The injuries to Baily's property were temporary in nature. Temporary injuries to real property are those which are sporadic and contingent upon some irregular force which may be enjoined. Hall v. Robbins, 790 S.W.2d 417, 418 (Tex.App.--Houston [1st Dist.] 1990, no writ), citing Moore v. Rotello, 719 S.W.2d 372, 378 (Tex.App.--Houston [14th Dist.] 1986, writ ref'd n.r.e.). The proper measure of recovery has been calculated in various ways, depending on the specific circumstances. Hall, 790 S.W.2d at 418. For example, damages can be quantified as the value of the products of the land and the injury done to it, or the reasonable cost of restoring the land to its condition immediately preceding the injury, plus the value of its use for the period of injury with interest or the reduced rental value. Hall, 790 S.W.2d at 418. Damages may also be measured by the cost of repairs or restoration if the injury can be remedied with reasonable expense and the cost of restoration is reasonably certain, or if the cost of restoration is less than the diminution in the value of the property. Hall, 790 S.W.2d at 418. The lease or rental value of vacant land is also an appropriate measure of damages for the temporary loss of use due to interference with access to the land. Hall, 790 S.W.2d at 418, citing City of Austin v. Teague, 570 S.W.2d 389, 394 (Tex. 1978).
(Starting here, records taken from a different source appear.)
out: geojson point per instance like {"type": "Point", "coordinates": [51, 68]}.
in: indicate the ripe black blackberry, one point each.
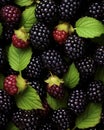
{"type": "Point", "coordinates": [46, 11]}
{"type": "Point", "coordinates": [86, 67]}
{"type": "Point", "coordinates": [6, 102]}
{"type": "Point", "coordinates": [39, 87]}
{"type": "Point", "coordinates": [68, 9]}
{"type": "Point", "coordinates": [74, 47]}
{"type": "Point", "coordinates": [77, 101]}
{"type": "Point", "coordinates": [3, 120]}
{"type": "Point", "coordinates": [34, 68]}
{"type": "Point", "coordinates": [25, 119]}
{"type": "Point", "coordinates": [62, 118]}
{"type": "Point", "coordinates": [99, 55]}
{"type": "Point", "coordinates": [95, 91]}
{"type": "Point", "coordinates": [40, 36]}
{"type": "Point", "coordinates": [54, 62]}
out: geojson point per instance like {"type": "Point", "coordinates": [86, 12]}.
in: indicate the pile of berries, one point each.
{"type": "Point", "coordinates": [49, 36]}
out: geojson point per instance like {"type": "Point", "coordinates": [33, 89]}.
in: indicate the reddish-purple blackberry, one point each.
{"type": "Point", "coordinates": [39, 36]}
{"type": "Point", "coordinates": [54, 62]}
{"type": "Point", "coordinates": [3, 120]}
{"type": "Point", "coordinates": [95, 91]}
{"type": "Point", "coordinates": [86, 67]}
{"type": "Point", "coordinates": [68, 9]}
{"type": "Point", "coordinates": [25, 119]}
{"type": "Point", "coordinates": [77, 101]}
{"type": "Point", "coordinates": [34, 68]}
{"type": "Point", "coordinates": [62, 118]}
{"type": "Point", "coordinates": [6, 102]}
{"type": "Point", "coordinates": [39, 87]}
{"type": "Point", "coordinates": [96, 10]}
{"type": "Point", "coordinates": [46, 11]}
{"type": "Point", "coordinates": [10, 14]}
{"type": "Point", "coordinates": [74, 47]}
{"type": "Point", "coordinates": [99, 55]}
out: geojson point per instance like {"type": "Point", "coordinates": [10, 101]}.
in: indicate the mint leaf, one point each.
{"type": "Point", "coordinates": [91, 116]}
{"type": "Point", "coordinates": [28, 18]}
{"type": "Point", "coordinates": [29, 99]}
{"type": "Point", "coordinates": [11, 126]}
{"type": "Point", "coordinates": [24, 2]}
{"type": "Point", "coordinates": [71, 78]}
{"type": "Point", "coordinates": [1, 81]}
{"type": "Point", "coordinates": [19, 58]}
{"type": "Point", "coordinates": [99, 75]}
{"type": "Point", "coordinates": [1, 28]}
{"type": "Point", "coordinates": [89, 27]}
{"type": "Point", "coordinates": [55, 103]}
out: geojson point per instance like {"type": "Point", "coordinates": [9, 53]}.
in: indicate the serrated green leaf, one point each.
{"type": "Point", "coordinates": [1, 81]}
{"type": "Point", "coordinates": [89, 27]}
{"type": "Point", "coordinates": [24, 2]}
{"type": "Point", "coordinates": [91, 116]}
{"type": "Point", "coordinates": [71, 78]}
{"type": "Point", "coordinates": [28, 18]}
{"type": "Point", "coordinates": [1, 28]}
{"type": "Point", "coordinates": [29, 99]}
{"type": "Point", "coordinates": [55, 103]}
{"type": "Point", "coordinates": [11, 126]}
{"type": "Point", "coordinates": [99, 75]}
{"type": "Point", "coordinates": [19, 58]}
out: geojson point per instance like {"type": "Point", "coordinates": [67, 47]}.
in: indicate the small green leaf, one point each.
{"type": "Point", "coordinates": [11, 126]}
{"type": "Point", "coordinates": [28, 18]}
{"type": "Point", "coordinates": [71, 78]}
{"type": "Point", "coordinates": [1, 81]}
{"type": "Point", "coordinates": [55, 103]}
{"type": "Point", "coordinates": [24, 2]}
{"type": "Point", "coordinates": [1, 28]}
{"type": "Point", "coordinates": [19, 58]}
{"type": "Point", "coordinates": [99, 75]}
{"type": "Point", "coordinates": [29, 99]}
{"type": "Point", "coordinates": [89, 27]}
{"type": "Point", "coordinates": [91, 116]}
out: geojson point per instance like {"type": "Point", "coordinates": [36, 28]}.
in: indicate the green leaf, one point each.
{"type": "Point", "coordinates": [55, 103]}
{"type": "Point", "coordinates": [1, 28]}
{"type": "Point", "coordinates": [1, 81]}
{"type": "Point", "coordinates": [19, 58]}
{"type": "Point", "coordinates": [24, 2]}
{"type": "Point", "coordinates": [99, 75]}
{"type": "Point", "coordinates": [28, 18]}
{"type": "Point", "coordinates": [71, 78]}
{"type": "Point", "coordinates": [91, 116]}
{"type": "Point", "coordinates": [11, 126]}
{"type": "Point", "coordinates": [29, 99]}
{"type": "Point", "coordinates": [89, 27]}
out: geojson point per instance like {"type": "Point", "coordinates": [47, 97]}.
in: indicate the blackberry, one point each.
{"type": "Point", "coordinates": [40, 36]}
{"type": "Point", "coordinates": [39, 87]}
{"type": "Point", "coordinates": [54, 62]}
{"type": "Point", "coordinates": [68, 9]}
{"type": "Point", "coordinates": [99, 55]}
{"type": "Point", "coordinates": [3, 120]}
{"type": "Point", "coordinates": [34, 68]}
{"type": "Point", "coordinates": [62, 118]}
{"type": "Point", "coordinates": [25, 119]}
{"type": "Point", "coordinates": [86, 67]}
{"type": "Point", "coordinates": [6, 102]}
{"type": "Point", "coordinates": [77, 101]}
{"type": "Point", "coordinates": [95, 91]}
{"type": "Point", "coordinates": [96, 10]}
{"type": "Point", "coordinates": [74, 47]}
{"type": "Point", "coordinates": [46, 11]}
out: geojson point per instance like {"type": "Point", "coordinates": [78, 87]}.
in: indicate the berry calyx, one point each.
{"type": "Point", "coordinates": [55, 86]}
{"type": "Point", "coordinates": [61, 32]}
{"type": "Point", "coordinates": [20, 38]}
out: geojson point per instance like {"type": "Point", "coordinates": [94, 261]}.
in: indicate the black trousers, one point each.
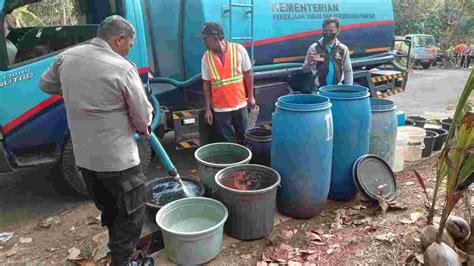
{"type": "Point", "coordinates": [120, 196]}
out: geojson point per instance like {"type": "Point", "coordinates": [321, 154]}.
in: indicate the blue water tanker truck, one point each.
{"type": "Point", "coordinates": [167, 52]}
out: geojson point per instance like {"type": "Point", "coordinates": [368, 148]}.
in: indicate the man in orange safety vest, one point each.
{"type": "Point", "coordinates": [227, 80]}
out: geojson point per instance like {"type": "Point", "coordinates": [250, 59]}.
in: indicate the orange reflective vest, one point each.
{"type": "Point", "coordinates": [228, 90]}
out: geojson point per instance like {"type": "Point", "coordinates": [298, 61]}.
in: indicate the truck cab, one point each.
{"type": "Point", "coordinates": [33, 124]}
{"type": "Point", "coordinates": [423, 49]}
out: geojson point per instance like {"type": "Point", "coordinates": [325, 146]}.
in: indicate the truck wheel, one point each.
{"type": "Point", "coordinates": [72, 175]}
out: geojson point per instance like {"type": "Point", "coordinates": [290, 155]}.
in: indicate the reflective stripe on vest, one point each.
{"type": "Point", "coordinates": [228, 89]}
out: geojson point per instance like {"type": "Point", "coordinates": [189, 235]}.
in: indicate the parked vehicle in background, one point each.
{"type": "Point", "coordinates": [423, 49]}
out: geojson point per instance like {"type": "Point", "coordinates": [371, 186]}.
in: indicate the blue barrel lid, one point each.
{"type": "Point", "coordinates": [372, 174]}
{"type": "Point", "coordinates": [303, 102]}
{"type": "Point", "coordinates": [382, 105]}
{"type": "Point", "coordinates": [344, 92]}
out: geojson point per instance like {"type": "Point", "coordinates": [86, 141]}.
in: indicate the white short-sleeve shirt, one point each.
{"type": "Point", "coordinates": [244, 65]}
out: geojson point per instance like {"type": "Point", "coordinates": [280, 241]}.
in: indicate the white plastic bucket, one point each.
{"type": "Point", "coordinates": [414, 152]}
{"type": "Point", "coordinates": [415, 135]}
{"type": "Point", "coordinates": [400, 152]}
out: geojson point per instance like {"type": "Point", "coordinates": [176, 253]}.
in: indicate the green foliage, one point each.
{"type": "Point", "coordinates": [46, 13]}
{"type": "Point", "coordinates": [456, 162]}
{"type": "Point", "coordinates": [449, 21]}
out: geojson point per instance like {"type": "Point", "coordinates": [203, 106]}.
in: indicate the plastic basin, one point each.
{"type": "Point", "coordinates": [214, 157]}
{"type": "Point", "coordinates": [414, 152]}
{"type": "Point", "coordinates": [442, 135]}
{"type": "Point", "coordinates": [409, 122]}
{"type": "Point", "coordinates": [259, 141]}
{"type": "Point", "coordinates": [415, 135]}
{"type": "Point", "coordinates": [419, 120]}
{"type": "Point", "coordinates": [430, 141]}
{"type": "Point", "coordinates": [446, 123]}
{"type": "Point", "coordinates": [249, 193]}
{"type": "Point", "coordinates": [168, 188]}
{"type": "Point", "coordinates": [193, 229]}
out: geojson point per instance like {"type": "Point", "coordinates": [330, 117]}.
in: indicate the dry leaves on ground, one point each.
{"type": "Point", "coordinates": [413, 218]}
{"type": "Point", "coordinates": [25, 240]}
{"type": "Point", "coordinates": [73, 253]}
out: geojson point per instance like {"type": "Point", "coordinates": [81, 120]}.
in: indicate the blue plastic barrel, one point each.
{"type": "Point", "coordinates": [259, 141]}
{"type": "Point", "coordinates": [401, 118]}
{"type": "Point", "coordinates": [351, 112]}
{"type": "Point", "coordinates": [301, 152]}
{"type": "Point", "coordinates": [383, 132]}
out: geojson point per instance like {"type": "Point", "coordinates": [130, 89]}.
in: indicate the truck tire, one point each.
{"type": "Point", "coordinates": [71, 174]}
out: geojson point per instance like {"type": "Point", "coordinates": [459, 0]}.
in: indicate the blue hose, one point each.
{"type": "Point", "coordinates": [155, 143]}
{"type": "Point", "coordinates": [156, 106]}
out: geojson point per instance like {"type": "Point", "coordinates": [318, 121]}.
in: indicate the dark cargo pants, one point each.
{"type": "Point", "coordinates": [232, 125]}
{"type": "Point", "coordinates": [120, 196]}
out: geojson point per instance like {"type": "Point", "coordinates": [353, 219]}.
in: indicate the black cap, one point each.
{"type": "Point", "coordinates": [212, 29]}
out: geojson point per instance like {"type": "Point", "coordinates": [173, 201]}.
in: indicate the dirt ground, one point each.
{"type": "Point", "coordinates": [364, 236]}
{"type": "Point", "coordinates": [344, 233]}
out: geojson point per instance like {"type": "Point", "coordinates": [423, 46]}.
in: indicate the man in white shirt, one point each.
{"type": "Point", "coordinates": [106, 105]}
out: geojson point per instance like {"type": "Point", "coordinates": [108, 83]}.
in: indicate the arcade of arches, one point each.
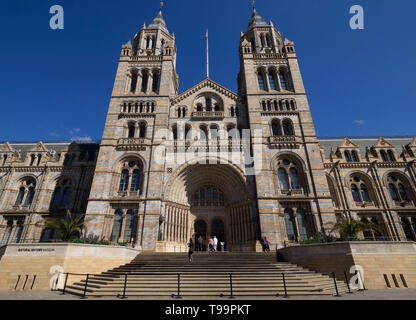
{"type": "Point", "coordinates": [208, 201]}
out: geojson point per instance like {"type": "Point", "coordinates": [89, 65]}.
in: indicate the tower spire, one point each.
{"type": "Point", "coordinates": [206, 38]}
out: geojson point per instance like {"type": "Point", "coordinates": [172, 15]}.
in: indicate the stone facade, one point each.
{"type": "Point", "coordinates": [209, 161]}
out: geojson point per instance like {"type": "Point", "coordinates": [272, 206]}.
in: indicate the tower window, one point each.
{"type": "Point", "coordinates": [261, 81]}
{"type": "Point", "coordinates": [283, 82]}
{"type": "Point", "coordinates": [145, 80]}
{"type": "Point", "coordinates": [272, 82]}
{"type": "Point", "coordinates": [155, 86]}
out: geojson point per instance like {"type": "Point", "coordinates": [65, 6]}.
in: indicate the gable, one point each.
{"type": "Point", "coordinates": [203, 86]}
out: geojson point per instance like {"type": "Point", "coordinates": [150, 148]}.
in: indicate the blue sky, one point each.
{"type": "Point", "coordinates": [56, 85]}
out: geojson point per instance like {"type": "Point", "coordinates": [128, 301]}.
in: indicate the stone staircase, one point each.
{"type": "Point", "coordinates": [253, 274]}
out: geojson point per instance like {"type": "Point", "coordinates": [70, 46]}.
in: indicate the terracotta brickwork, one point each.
{"type": "Point", "coordinates": [208, 161]}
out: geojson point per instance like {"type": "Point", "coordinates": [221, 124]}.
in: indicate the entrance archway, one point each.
{"type": "Point", "coordinates": [218, 195]}
{"type": "Point", "coordinates": [218, 230]}
{"type": "Point", "coordinates": [201, 230]}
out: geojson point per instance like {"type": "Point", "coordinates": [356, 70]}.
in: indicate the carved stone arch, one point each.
{"type": "Point", "coordinates": [367, 178]}
{"type": "Point", "coordinates": [299, 165]}
{"type": "Point", "coordinates": [332, 185]}
{"type": "Point", "coordinates": [125, 157]}
{"type": "Point", "coordinates": [225, 175]}
{"type": "Point", "coordinates": [275, 158]}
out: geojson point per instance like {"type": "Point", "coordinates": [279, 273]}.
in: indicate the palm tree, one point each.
{"type": "Point", "coordinates": [68, 227]}
{"type": "Point", "coordinates": [349, 229]}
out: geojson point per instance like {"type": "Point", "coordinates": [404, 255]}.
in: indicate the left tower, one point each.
{"type": "Point", "coordinates": [126, 195]}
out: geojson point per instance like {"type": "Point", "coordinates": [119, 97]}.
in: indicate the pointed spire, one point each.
{"type": "Point", "coordinates": [256, 19]}
{"type": "Point", "coordinates": [159, 22]}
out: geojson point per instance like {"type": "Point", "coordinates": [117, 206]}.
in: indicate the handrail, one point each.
{"type": "Point", "coordinates": [229, 274]}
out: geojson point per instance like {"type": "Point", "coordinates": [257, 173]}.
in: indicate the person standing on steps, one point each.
{"type": "Point", "coordinates": [191, 250]}
{"type": "Point", "coordinates": [200, 241]}
{"type": "Point", "coordinates": [211, 244]}
{"type": "Point", "coordinates": [266, 245]}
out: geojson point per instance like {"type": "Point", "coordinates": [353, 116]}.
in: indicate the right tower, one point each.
{"type": "Point", "coordinates": [294, 201]}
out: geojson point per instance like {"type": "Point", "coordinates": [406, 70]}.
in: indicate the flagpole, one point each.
{"type": "Point", "coordinates": [206, 37]}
Cole complains that Baily failed to present competent evidence as to the loss of use and enjoyment of his property and as to its rental value. The record reveals the following incidents:

Cole refused to allow Midkiff Transports to travel from the property by blocking the gate for one and a half hours;

 

Cole blocked Baily from entering onto right of way for five minutes and yelled at him;

 

Cole blocked the right of way forcing Baily to go around him;

 

Cole blocked Baily's landscaper from leaving Baily's property;

 

Cole blocked Baily and his parents for five minutes while they were trying to leave the property;

 

Cole blocked the gate and threatened Baily;

 

Cole held Baily's landscaper and the landscaper's wife at gunpoint for over an hour while they were on the right of way; and

 

Cole chased Baily while Baily was entering the property.

 

Baily testified that he and his family had been unable to enjoy the property due to Cole's threats and that his family had not been on the property for the last year. He only went out to the property on rare occasions in order to maintain the land and did not allow his wife and daughter to go onto the property alone. A real estate investor with over twenty years' experience, Baily has been involved in the purchase, sale, or lease of at least a hundred parcels of land. He leases three-fourths of his properties and does so for a reasonable rate of return of 10 to 15 percent. Baily opined that the lease or rental value of the property was between $17,000 and $20,000 per year.

The trier of fact has the discretion to award damages within the range of the evidence presented at trial. See Clary Corp. v. Smith, 949 S.W.2d 452, 467 (Tex.App.--Fort Worth 1997, pet. denied). The trial court found damages of $5,000 which, according to the testimony, does not exceed the rental value. We conclude the evidence is legally sufficient.

Attorneys' Fees

Cole's only complaint with regard to the fee award is that it is improper since the trial court erred in granting monetary damages. He has provided no additional authority for his claim. See Tex.R.App.P. 38.1(h). Because we have found no fault with the damage award, we need not address the propriety of the fee award. Consequently, we overrule the sole point and affirm the judgment of the trial court.

 

February 19, 2004 ANN CRAWFORD McCLURE, Justice

 

Before Panel No. 2

Barajas, C.J., McClure, and Chew, JJ.